I was thinking to get a 5V 1000-1500mA mini power suppy and rig it with an Ak-47 driver or other 3xamc driver. Being at 5V i would probably solder a schottky diode or two before the driver. Not sure it is a correct approach but feeding the driver with 5V stinks a bit to me. I wish i did not sleep that much in class... I learned the secrets of lockpicking when i should have been listening. Usefull for opening communication racks when costumers misplaced the door keys. :) Happens more often than one would wish.

Wait a min... aren't you supposed to carry 60Kg of flashlights in a god forsaken place with no internet and having fun there enjoing a beer or two in a nice nature surroundings with a ton of snow?

Re: Nokia charger - Regulation is by voltage, no current feedback is used for such chargers because its

1) not required

2) more expensive

I would rather use a 5V or greater supply (buck only) to drive a driver from DX (12V ones, or similar). I like ones with the PT4105, which I use in my other projects because it gives me variable current output with a simple potentiometer and 2 resistors (and some fine soldering). Currently using one for a battery pack LED driver, Awesomely smooth (greater than 200 steps) brightness control which I've kitted out with a battery voltage bar graph, digital flip-flop switching on/off, low voltage soft shutdown of the led driver, powered by a 3S 11.1v LiPo 1050mA cell, with balance charge connector. The switching happens via a tactile switch in the middle of the case, So when I have the power supply belt clipped on my side, i can press the case with my elbow to turn it on/off, Hands free for my headlamp!

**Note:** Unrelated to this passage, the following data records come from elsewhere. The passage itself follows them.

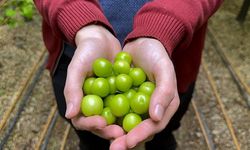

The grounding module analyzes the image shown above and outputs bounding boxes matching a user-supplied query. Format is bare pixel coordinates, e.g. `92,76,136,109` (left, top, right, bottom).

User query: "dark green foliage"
0,0,34,27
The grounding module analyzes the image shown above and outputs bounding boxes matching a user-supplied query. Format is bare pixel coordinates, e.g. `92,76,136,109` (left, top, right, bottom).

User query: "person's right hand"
64,25,124,140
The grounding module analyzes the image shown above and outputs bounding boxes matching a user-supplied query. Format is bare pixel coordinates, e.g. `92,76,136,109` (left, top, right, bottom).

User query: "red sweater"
34,0,223,92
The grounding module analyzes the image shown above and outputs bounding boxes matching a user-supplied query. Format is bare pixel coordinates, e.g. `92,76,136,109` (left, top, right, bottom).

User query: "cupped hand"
64,25,124,139
110,38,180,150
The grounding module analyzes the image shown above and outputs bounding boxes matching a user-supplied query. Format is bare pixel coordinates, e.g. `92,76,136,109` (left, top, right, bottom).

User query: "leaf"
5,8,16,18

The advantage of the PT4105 is that it has Inherent LED output lead short protection (for those accidents), and is safe for open circuit too!, so I can plug LEDs in and out while I leave the circuit on without generating a huge charge that blows LEDs. Im not so sure about the AX2002 (which has replaced the PT4105 in many cases on DX. (theres also a PT4115, newer chip, but has less flexibility for brightness control). EDIT. ive checked, Ive been able to achieve some degree of brightness control on my AX2002, but not were as simple as the PT4105, and no where near as smooth, or as wide an output range (lows not as low).

Ive really struggled to find the PT4105 circuit. Ive had to buy them locally from a store which sells these drivers at relatively expensive prices $20 each. I think ive bought a couple from KD, one of which was DOA, but the other seems to work fine. There are significantly fewer components on the ones from KD and similar stores (cheaper) so they probably wont work as efficiently or may not work as well. Let me try to find a link

http://www.kaidomain.com/ProductDetails.aspx?ProductId=9910 - Heres a circuit with the PT4105. I havent tested if the brightness control mod for this one works, but Im a fan of this driver chip. Not the best around apparently, but the control mod via potentiomenter is in the datasheet (officially supported!!)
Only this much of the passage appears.